Ce qui est révélateur dans ce cas est l’escalade immédiate de la violence. L’autre aspect dérangeant est la présence de sociologues qui initient cette rencontre afin de recueillir des résultats qu’ils semblent déjà anticiper. La violence est donc ici un autre motif possible de la guerre civile qui semble en constituer la manifestation à l’échelle mondiale. Un peu plus loin, dans le roman, d’autres indications sur les interactions sociales sont données : « Des histoires de violence, de foules en proie à la folie, de dérèglements de la frise chronologique de la vie, de soleils qui s’éteindraient un jour, d’armes qui pourraient anéantir le monde, de maladies qui l’avaient presque fait18. » Il est possible de voir dans

cette folie collective un déclencheur, une peur commune provenant peut-être de l’impact de plusieurs éléments, la fin possible du soleil, la multiplication des armes de destruction massive et les maladies. Or, le soleil, bien que difficile à observer sous toute la poussière grisâtre, est encore présent, alors, qu’est-ce qui a amené les individus à penser qu’il s’éteindrait ? Et pourquoi s’agit-il de « soleils », au pluriel ? Ce qui ressort de ce passage est le dérèglement de la vie en général ; les gens vivaient à la fois dans la peur et la folie, craignaient les armes et les maladies graves qui se propageaient et menaçaient d’anéantir la population. Cela suggère que les survivants, comme nous les constaterons, ont été peu nombreux et ont cherché à préserver la vie humaine. Plus nous en apprenons sur la situation sociale précédant l’apocalypse, plus celle-ci nous apparaît tragique.

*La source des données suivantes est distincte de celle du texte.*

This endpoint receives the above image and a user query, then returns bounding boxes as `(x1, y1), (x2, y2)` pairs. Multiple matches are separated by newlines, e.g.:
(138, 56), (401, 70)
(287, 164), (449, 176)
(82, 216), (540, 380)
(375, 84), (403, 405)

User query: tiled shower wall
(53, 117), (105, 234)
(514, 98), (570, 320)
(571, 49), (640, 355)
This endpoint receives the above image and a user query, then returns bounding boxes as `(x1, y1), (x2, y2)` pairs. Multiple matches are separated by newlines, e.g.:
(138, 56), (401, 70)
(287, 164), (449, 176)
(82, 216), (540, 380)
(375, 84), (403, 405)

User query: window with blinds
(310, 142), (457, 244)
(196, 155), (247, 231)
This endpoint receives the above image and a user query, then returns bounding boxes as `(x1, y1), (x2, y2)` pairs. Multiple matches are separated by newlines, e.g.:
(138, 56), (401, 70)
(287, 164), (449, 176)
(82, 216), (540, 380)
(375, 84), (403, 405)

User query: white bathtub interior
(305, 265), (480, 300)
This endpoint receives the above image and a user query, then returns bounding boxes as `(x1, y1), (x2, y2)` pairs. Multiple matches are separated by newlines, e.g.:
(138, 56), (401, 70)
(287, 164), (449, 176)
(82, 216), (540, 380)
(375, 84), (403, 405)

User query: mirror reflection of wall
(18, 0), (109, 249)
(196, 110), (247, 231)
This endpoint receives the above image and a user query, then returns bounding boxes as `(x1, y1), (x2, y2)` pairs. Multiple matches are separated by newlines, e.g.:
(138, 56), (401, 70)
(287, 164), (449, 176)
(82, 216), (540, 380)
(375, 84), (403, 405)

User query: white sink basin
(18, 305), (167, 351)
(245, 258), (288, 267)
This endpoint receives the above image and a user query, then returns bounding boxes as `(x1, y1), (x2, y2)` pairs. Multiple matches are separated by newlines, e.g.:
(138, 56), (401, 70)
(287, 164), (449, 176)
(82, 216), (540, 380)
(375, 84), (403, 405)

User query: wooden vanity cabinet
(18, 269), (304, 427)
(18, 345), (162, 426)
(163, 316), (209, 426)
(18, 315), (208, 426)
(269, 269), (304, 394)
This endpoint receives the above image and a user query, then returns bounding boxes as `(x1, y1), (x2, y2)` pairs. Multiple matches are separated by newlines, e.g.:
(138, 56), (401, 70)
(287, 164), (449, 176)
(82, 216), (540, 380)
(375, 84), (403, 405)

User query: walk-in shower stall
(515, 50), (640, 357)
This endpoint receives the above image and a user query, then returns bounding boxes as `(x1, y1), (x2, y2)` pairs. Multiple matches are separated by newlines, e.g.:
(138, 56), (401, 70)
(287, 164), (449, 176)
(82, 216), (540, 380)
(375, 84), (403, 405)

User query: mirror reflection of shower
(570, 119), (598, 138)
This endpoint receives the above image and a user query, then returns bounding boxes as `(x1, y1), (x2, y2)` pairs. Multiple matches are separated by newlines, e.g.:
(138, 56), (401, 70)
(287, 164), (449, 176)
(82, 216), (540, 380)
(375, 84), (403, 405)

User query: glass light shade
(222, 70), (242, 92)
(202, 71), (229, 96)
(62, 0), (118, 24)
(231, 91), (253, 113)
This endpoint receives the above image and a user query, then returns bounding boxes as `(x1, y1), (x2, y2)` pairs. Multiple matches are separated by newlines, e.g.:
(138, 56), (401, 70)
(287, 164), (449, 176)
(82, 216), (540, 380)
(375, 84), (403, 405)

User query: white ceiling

Lors d’une discussion avec Bernard, Lukas s’interroge sur la façon dont les survivants en sont venus à vivre emmurés à l’intérieur d’un silo ; Bernard lui révèle alors qu’il n’y a que cinquante silos dans le monde entier, tous regroupés dans le même secteur. Lukas se fait alors cette réflexion : « Je dirais que nous étions les seuls… Il faillit dire qu’ils étaient les seuls à avoir des ressources, mais il [savait] que ce n’était pas le cas. […] Pour la première fois,

17Ibid, p.460. 18Ibid, p.461.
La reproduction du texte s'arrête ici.